On Monday and Tuesday this week I attended the third “Theory and Practice of Provenance” workshop in Crete. The event was a great success: lively discussion from people presenting interesting and practical work. For those who don’t know about Provenance, here’s a snappy definition:
‘Provenance’ or ‘lineage’ generally refers to information that ‘helps determine the derivation history of a data product, starting from its original sources’ . In other words, a record of where data came from and how it has been processed.
Provenance applies to many different domains, and at the TaPP’11 workshop there were researchers working on theoretical database provenance, scientific workflows, practical implementation issues, systems provenance (who want to collect provenance at the operating system level) as well as a few security people. I presented a short paper on collecting provenance in clouds, which got some useful feedback.
At the end of the event we ended with a debate on “how much provenance should we store” – with most people sitting somewhere between two extremes: either we should store just the things we think are most important to our queries, or we store everything that could possible impact what we are doing. The arguments on both side were good: there was a desire to avoid collecting too much useless data, as this slows down search and has an attached cost in terms of storage and processing. On the other hand, the point was made that we didn’t actually know how much provenance was enough, and that if we don’t collect all of it, we could come back and find we missed something. Considering the cheapness of storage and processing power, some believe that the overhead was unimportant. As a security researcher interested in trusted provenance, the “collect everything” approach seemed like my cup of tea.
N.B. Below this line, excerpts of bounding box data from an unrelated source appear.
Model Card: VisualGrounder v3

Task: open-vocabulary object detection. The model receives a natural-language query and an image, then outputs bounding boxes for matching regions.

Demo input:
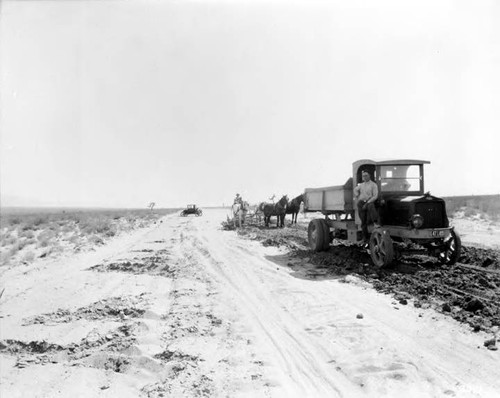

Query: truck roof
[352,159,430,169]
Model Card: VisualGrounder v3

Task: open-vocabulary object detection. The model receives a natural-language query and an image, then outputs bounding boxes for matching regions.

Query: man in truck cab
[354,170,379,243]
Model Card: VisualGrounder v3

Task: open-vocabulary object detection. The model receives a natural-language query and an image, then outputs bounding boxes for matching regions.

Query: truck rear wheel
[438,230,462,265]
[307,219,330,252]
[370,228,394,267]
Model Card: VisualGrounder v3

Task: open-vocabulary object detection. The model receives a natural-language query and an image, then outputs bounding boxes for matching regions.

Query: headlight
[411,214,424,228]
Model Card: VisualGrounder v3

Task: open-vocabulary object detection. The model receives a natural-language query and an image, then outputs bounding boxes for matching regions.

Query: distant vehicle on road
[304,159,461,267]
[181,205,203,217]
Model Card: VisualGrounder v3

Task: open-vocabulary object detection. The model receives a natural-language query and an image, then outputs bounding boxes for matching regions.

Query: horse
[286,194,304,224]
[261,195,288,228]
[231,202,248,228]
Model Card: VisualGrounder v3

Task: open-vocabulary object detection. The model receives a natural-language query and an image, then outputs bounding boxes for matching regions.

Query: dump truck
[304,159,461,267]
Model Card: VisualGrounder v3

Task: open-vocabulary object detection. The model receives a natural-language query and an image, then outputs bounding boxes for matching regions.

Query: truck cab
[304,159,461,266]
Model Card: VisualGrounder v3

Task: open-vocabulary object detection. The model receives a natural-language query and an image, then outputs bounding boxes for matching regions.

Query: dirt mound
[0,324,138,372]
[23,293,147,326]
[88,254,171,276]
[459,246,500,269]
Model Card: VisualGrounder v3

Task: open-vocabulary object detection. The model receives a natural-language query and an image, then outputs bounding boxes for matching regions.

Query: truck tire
[369,228,394,268]
[307,219,330,252]
[321,220,333,251]
[438,230,462,265]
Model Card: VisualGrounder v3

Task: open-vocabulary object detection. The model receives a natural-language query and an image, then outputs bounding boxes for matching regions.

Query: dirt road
[0,210,500,397]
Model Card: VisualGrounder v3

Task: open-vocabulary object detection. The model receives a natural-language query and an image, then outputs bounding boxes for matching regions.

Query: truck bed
[304,178,354,214]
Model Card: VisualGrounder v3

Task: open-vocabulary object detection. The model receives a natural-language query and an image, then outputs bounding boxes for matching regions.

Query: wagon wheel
[438,230,462,265]
[307,219,330,252]
[370,228,394,267]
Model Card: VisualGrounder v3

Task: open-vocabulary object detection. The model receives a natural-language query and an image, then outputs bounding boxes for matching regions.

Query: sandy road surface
[0,210,500,397]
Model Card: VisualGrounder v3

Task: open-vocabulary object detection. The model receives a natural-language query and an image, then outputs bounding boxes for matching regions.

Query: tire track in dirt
[176,219,356,396]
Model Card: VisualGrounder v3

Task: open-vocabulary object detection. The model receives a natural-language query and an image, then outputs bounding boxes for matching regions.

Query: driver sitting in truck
[233,193,243,205]
[354,170,379,244]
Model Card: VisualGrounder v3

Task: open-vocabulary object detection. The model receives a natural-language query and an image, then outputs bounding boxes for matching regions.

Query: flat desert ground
[0,209,500,398]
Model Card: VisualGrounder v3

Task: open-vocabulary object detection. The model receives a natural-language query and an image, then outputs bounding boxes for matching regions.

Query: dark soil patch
[232,224,500,331]
[89,256,170,276]
[0,324,136,373]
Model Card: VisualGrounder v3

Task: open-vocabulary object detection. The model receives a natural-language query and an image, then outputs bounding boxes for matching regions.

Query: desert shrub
[88,235,104,245]
[37,229,57,247]
[10,217,21,225]
[2,233,17,246]
[22,250,35,263]
[464,207,478,217]
[19,229,35,239]
[0,251,12,265]
[33,217,47,227]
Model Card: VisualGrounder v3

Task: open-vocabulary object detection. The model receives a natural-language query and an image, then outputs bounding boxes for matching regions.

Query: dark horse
[262,195,288,228]
[286,194,304,224]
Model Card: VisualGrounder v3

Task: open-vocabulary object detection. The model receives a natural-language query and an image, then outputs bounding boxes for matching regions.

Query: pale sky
[0,0,500,207]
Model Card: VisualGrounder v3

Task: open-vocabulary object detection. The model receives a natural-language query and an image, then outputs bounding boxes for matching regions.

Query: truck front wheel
[370,228,394,267]
[438,230,462,265]
[307,219,330,252]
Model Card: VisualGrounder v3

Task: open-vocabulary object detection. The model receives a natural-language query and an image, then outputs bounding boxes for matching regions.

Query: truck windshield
[380,165,420,192]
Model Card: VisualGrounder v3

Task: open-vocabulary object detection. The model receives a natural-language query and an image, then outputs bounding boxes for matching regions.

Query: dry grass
[0,209,177,266]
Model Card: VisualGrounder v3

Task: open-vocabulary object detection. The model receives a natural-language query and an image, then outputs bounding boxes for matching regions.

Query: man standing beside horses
[354,170,379,243]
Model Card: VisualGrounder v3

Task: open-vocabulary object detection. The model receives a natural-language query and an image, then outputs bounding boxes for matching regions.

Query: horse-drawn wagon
[181,205,203,217]
[304,159,461,266]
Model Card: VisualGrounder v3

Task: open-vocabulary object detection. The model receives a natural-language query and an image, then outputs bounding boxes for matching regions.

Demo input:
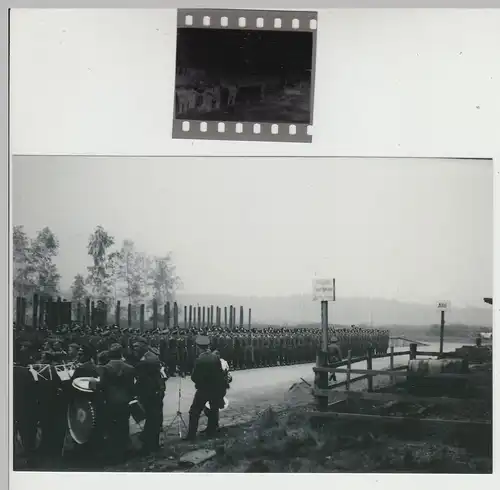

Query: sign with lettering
[313,279,335,301]
[437,301,450,311]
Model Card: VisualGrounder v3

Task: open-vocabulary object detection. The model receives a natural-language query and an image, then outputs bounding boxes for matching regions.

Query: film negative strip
[172,9,318,143]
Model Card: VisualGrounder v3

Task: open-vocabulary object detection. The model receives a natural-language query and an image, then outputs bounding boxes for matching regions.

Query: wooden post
[314,351,328,410]
[366,347,373,392]
[345,349,352,391]
[85,298,91,325]
[38,296,45,328]
[139,304,144,332]
[16,296,22,328]
[115,300,122,327]
[439,310,444,354]
[321,301,328,352]
[410,343,417,361]
[90,301,95,327]
[21,297,26,327]
[31,294,38,330]
[153,298,158,330]
[389,345,396,384]
[61,299,71,326]
[56,296,62,327]
[47,297,54,330]
[76,302,82,323]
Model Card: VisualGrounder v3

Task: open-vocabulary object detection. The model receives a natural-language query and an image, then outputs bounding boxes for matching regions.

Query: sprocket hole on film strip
[184,15,318,30]
[172,9,318,143]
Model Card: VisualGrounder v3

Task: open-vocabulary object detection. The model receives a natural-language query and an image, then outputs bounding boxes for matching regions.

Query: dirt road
[131,347,430,433]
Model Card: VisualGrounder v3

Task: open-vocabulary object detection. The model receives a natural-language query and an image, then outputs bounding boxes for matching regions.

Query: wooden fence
[310,343,491,427]
[15,294,252,330]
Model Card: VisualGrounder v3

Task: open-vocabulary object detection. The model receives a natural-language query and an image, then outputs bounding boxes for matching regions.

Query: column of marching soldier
[16,325,389,376]
[14,325,389,468]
If the collecting agent was trusted and could attest to its proper behaviour, provenance information could be made much more tamper-resistant.
However, from the perspective of someone involved in privacy and looking at storage of context (which is a part of provenance), the preservation of privacy seemed to be an excellent reason not to collect everything. For example, I suspect that academic researchers don’t want to store all their data sources: what if you browsed Wikipedia for an overview of a subject area, and that was forever linked with your research paper? Similarly, full provenance during computation might reveal all the other programs you were using, many of which you might not want to share with your peers. Clearly some provenance information has to stay secret.
The rebuttal to this point was that this was an argument for controlled disclosure rather than controlled collection. I think this argument can occur quite often. From a logical perspective (considering only confidentiality) it might be enough to apply access controls and limit some of your provenance collection. However, this adds some interesting requirements. It is now necessary for users to specify policies on what they do and don’t want to reveal. This has shown to be difficult in practice. Furthermore, the storage of confidential data requires better security than the storage of public (if high integrity) data. The problem quickly turns into digital right management, which is easier said than implemented. I believe that controlled disclosure and controlled collection are fundamentally different approaches, and the conscientious privacy research must choose the latter.
I still believe that provenance can learn quite a lot from Trusted Computing, and vice-versa. In particular, the concept of a “root of trust” – the point at which your trust in a computing system started and the element which you may have no ability to assure – is relevent. Provenance data also must start somewhere – the first element in the history of a data item, and the trusted agent used to record it. Furthermore, the different types of root of trust are relevent: provenance is reported just like attestations report platform state. In trusted computing we have a “root of trust for reporting” and perhaps we also need one in provenance. The same is true for measurement of provenance data, and storage. Andrew Martin and I wrote about some of this in our paper at TaPP last year but there is much more to do. Could TCG attestation conform with the Open Provenance Model? Can we persuade those working in operating system provenance that the rest of the trusted computing base – the BIOS, bootloader, option roms, SMM, etc – also need to be recorded as provenance? Can the provenance community show us how to query our attested data, or make sense of a Trusted Network Connect MAP database?
Finally, one of the most interesting short talks was by Devan Donaldson, who studied whether or not provenance information actually made data more trustworthy. He performed a short study of various academic researchers, using structured interviews, and found (perhaps unsurprisingly) that yes, some provenance information really does improve the perception of trustworthiness in scientific data. He also found that a key factor in addition to provenance was the ability to use and query the new data. While these results are what we might expect, they do confirm the theory that provenance can be used to enhance perceived trustworthiness, at least in an academic setting. Whether it works outside academia is a good question: could provenance of the climategate data has reassured the press and the public?